Most of these things we don’t have in uicommons don’t seem very OpenMRS-relevant to me. (And some of them are probably trivial to implement in the existing uicommons.)
I haven’t been following this thread 100%, and unfortunately I’m not much of an expert in css styling in general. None of us here at PIH are–generally it was the Thoughworks team working with us a few years ago that set up the initial styling (and our PIH styling that interacts with it).
So I am somewhat worried about a solution Darius mentions like “(b) remove the uicommons styling from the distro, and change all refapp (and PIH, and Mekom, etc) modules to use bootstrap classes, which is a lot of work, and maybe not feasible across all these groups”.
That being said, I don’t want to be too much of a barrier to progress, and, of course, we might want to take advantage of the styling improvements ourselves… we aren’t 100% in love with the current style.
But, again, it’s hard for me to comment too intelligently or understand the amount of work needed if we do such a migration.
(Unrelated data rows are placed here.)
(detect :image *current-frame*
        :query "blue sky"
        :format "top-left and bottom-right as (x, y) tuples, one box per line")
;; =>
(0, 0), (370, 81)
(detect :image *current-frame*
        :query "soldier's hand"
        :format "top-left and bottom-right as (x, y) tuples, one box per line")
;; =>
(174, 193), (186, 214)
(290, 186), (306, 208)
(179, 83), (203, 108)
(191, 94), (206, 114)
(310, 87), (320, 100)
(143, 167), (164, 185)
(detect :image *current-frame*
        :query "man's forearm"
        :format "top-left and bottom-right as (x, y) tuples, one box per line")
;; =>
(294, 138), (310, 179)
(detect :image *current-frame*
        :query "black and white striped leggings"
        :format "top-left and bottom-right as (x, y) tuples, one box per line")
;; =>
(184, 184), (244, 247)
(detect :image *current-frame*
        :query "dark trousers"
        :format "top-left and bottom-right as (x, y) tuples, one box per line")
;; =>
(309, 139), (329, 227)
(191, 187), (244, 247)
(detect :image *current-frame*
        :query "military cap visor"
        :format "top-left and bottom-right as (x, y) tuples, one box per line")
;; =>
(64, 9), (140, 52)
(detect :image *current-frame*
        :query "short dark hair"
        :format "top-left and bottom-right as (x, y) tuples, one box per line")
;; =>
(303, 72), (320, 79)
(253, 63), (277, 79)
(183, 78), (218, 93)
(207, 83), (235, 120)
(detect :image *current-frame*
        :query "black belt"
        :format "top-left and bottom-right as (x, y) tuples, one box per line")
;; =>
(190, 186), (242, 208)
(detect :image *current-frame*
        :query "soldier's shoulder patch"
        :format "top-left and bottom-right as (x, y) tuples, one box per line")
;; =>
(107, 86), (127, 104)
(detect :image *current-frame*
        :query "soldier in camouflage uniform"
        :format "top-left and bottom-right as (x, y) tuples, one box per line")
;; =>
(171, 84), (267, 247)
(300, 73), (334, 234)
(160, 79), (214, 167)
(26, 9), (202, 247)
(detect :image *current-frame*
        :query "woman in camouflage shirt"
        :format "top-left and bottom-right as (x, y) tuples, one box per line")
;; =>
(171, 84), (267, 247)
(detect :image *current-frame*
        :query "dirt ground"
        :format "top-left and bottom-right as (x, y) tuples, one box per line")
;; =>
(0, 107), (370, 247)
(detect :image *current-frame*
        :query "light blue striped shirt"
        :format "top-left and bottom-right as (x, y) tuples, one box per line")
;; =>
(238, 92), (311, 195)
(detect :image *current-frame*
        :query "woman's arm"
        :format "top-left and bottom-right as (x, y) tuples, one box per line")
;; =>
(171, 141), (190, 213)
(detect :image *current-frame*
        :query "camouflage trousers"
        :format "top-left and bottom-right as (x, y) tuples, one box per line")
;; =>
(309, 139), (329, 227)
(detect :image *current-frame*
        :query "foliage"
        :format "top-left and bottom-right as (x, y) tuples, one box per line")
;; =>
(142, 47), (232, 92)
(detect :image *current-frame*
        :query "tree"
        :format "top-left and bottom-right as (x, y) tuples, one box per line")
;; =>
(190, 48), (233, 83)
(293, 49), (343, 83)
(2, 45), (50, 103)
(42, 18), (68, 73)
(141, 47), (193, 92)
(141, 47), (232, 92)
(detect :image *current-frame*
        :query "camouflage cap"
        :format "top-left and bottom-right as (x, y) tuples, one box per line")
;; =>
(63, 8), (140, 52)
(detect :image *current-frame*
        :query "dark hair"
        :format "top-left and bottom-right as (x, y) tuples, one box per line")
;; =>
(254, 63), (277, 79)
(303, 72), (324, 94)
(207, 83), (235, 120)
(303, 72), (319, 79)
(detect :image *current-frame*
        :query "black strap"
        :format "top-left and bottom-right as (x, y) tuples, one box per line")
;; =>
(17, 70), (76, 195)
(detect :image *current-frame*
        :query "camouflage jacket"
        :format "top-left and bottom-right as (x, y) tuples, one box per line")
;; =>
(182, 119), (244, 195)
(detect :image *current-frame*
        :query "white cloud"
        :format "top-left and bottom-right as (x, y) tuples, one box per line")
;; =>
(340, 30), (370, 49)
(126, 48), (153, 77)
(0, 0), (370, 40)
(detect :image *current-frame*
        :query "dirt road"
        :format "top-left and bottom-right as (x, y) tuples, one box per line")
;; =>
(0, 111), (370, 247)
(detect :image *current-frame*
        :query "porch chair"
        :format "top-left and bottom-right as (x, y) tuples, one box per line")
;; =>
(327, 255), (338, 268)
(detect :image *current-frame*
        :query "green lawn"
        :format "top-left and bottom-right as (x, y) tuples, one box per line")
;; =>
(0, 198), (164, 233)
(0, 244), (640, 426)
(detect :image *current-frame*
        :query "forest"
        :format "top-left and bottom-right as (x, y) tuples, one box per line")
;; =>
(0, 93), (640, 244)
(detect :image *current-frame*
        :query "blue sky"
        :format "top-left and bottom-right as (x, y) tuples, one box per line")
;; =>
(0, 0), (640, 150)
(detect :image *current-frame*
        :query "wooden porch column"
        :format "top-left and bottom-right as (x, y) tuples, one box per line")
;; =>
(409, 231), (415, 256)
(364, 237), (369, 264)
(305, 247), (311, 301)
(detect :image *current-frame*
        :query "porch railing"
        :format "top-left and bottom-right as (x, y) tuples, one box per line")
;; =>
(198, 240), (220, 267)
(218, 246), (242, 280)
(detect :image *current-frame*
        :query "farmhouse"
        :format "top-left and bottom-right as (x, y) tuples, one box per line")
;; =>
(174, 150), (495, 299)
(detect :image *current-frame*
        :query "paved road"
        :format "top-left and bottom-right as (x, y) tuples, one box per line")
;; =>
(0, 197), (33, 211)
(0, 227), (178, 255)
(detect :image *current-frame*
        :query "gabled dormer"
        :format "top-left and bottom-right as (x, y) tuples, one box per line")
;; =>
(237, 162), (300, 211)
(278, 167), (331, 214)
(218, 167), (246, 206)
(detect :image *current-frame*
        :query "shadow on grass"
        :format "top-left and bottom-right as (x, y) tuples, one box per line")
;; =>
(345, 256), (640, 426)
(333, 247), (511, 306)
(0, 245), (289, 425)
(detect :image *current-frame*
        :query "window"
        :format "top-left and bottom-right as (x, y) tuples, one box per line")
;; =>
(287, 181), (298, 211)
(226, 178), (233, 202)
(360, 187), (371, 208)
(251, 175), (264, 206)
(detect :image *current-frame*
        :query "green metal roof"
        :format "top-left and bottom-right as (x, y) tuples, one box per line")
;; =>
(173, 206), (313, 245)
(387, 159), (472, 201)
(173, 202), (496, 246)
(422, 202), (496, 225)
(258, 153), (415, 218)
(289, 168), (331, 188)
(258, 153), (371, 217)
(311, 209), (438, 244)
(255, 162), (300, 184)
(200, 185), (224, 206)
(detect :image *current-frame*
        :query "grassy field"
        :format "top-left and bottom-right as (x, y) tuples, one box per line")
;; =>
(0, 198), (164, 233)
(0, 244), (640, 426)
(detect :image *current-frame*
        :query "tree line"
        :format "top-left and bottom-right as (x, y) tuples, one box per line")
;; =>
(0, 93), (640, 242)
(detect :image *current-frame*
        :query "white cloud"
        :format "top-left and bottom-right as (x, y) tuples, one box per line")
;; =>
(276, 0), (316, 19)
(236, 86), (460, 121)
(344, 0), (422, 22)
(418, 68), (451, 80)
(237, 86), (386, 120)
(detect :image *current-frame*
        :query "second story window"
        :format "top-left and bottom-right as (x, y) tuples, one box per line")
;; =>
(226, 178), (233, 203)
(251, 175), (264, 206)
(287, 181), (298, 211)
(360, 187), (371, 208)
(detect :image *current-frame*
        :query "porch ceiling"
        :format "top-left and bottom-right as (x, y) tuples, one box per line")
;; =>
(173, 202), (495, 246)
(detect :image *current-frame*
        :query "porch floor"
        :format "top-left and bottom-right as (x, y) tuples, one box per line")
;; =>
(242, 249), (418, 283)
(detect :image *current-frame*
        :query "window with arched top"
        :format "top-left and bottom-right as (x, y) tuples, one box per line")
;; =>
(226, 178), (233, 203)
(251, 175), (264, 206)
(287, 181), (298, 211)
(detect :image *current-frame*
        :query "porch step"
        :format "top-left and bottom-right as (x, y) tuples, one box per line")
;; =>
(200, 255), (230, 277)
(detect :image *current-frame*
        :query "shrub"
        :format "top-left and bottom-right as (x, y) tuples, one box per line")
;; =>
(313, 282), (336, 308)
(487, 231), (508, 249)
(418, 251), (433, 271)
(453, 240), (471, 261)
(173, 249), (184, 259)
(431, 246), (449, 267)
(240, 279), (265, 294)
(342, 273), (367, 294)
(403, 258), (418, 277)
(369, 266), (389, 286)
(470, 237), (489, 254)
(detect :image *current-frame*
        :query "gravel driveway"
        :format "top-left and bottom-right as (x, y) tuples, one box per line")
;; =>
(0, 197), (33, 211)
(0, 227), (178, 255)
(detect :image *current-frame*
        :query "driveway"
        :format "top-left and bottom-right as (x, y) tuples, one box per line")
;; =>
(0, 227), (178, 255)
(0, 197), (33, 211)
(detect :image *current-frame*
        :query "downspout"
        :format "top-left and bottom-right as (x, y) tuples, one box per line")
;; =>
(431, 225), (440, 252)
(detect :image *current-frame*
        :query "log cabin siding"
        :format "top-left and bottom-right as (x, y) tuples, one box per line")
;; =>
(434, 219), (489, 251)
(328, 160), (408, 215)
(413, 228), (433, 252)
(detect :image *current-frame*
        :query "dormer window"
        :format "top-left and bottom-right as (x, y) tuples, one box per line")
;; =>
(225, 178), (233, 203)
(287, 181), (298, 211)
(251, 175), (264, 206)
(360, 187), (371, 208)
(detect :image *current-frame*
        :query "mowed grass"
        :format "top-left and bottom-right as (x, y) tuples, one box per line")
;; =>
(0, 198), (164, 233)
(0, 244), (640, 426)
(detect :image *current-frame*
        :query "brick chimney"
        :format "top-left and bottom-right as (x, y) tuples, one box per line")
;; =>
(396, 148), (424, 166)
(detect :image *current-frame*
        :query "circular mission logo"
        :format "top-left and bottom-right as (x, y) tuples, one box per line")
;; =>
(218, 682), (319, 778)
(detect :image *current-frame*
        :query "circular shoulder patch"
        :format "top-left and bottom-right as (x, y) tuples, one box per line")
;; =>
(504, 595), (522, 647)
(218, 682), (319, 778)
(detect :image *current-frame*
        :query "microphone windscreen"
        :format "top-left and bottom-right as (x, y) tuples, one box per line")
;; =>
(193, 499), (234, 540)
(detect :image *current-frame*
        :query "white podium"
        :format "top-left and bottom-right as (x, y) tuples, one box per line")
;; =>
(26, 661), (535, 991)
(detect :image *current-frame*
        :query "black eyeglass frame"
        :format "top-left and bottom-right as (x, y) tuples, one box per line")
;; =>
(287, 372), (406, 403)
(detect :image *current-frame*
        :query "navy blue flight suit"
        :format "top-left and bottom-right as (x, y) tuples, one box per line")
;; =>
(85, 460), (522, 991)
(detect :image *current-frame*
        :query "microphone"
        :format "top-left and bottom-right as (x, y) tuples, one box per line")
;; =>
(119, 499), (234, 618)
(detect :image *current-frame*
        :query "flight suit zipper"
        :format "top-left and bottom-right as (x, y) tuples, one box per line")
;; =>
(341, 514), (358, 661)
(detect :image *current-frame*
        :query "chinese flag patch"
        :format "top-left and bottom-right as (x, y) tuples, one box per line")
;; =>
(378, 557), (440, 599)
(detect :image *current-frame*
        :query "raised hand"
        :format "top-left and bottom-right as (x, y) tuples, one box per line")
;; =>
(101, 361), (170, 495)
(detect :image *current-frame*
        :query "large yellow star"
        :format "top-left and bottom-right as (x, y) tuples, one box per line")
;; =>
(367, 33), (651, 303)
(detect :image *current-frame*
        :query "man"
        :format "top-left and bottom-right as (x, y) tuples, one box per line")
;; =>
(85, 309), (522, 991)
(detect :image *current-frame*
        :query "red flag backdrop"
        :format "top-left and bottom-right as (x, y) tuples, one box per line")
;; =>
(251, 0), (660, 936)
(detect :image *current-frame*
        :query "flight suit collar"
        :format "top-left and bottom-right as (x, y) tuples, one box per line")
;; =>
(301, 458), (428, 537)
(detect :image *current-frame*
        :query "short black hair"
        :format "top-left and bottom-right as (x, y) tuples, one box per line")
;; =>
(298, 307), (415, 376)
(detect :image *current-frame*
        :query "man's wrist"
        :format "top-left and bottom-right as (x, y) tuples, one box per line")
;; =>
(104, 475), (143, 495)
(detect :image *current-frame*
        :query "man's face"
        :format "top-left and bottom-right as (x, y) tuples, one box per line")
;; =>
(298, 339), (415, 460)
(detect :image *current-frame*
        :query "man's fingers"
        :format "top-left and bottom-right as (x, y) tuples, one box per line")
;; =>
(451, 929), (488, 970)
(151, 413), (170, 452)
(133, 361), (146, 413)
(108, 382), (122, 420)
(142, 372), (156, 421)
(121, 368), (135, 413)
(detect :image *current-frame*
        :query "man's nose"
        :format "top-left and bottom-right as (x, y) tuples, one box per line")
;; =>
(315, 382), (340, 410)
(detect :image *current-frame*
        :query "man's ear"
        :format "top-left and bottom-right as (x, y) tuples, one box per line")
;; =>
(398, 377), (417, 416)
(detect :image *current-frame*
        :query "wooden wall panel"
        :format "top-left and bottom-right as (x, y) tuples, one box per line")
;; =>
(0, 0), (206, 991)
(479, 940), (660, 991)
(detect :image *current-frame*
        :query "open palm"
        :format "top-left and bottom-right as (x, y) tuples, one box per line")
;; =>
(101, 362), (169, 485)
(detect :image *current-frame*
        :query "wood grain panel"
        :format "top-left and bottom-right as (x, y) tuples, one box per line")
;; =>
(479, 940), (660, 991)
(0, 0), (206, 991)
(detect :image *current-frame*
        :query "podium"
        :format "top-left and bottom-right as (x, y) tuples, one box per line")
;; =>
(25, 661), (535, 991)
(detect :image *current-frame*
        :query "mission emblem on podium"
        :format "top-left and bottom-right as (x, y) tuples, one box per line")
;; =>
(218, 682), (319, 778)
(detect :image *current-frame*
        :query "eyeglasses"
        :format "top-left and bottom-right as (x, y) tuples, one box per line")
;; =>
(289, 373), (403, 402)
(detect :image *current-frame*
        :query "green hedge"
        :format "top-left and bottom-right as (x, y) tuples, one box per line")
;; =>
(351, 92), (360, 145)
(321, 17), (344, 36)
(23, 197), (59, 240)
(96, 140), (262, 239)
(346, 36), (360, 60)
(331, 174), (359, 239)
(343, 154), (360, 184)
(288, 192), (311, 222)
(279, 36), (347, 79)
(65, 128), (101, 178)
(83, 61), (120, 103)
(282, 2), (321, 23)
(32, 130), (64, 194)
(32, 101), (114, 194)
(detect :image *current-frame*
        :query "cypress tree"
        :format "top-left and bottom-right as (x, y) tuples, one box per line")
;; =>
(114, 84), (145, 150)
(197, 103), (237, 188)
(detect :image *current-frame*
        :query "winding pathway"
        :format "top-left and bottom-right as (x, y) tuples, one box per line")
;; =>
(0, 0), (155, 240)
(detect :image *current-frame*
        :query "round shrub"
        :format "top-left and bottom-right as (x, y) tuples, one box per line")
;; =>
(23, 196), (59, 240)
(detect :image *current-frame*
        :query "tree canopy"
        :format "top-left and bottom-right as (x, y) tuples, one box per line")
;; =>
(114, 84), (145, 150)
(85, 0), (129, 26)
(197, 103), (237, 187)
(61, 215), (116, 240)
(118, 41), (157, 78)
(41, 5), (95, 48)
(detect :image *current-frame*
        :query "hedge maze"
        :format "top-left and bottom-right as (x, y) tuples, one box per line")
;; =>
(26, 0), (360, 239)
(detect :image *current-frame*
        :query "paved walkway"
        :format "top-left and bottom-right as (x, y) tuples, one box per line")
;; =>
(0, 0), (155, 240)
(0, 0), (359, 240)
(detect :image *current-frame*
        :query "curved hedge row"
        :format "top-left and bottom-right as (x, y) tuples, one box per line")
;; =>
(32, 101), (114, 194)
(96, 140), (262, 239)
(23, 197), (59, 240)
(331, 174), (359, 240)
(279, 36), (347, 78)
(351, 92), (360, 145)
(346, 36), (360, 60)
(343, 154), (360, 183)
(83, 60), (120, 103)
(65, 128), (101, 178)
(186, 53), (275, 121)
Once we get closer, would it be possible to make a spike of the potential changes in a branch of UI commons? I’d be willing to temporarily pull in into the PIH EMR distro to get a better understand of the ramifications, and the potential work to fix.
@darius my understanding is that the purpose of Boostrap is to move the core infrastructure from uicommons (which is OpenMRS maintained) to a more widely used toolkit that web developers from other walks of life can help and for the dev team to focus less on keeping the low level plumbing maintaining css/html.
Now that Ref App is looking to add configurable dashboards as well as widgets for the Patient and Clinician facing dashboards, with React/Angular and other UI frameworks, there needs to be a standard to what the well formed HTML will look like, so there will be more non-OpenMRS relevant widgets.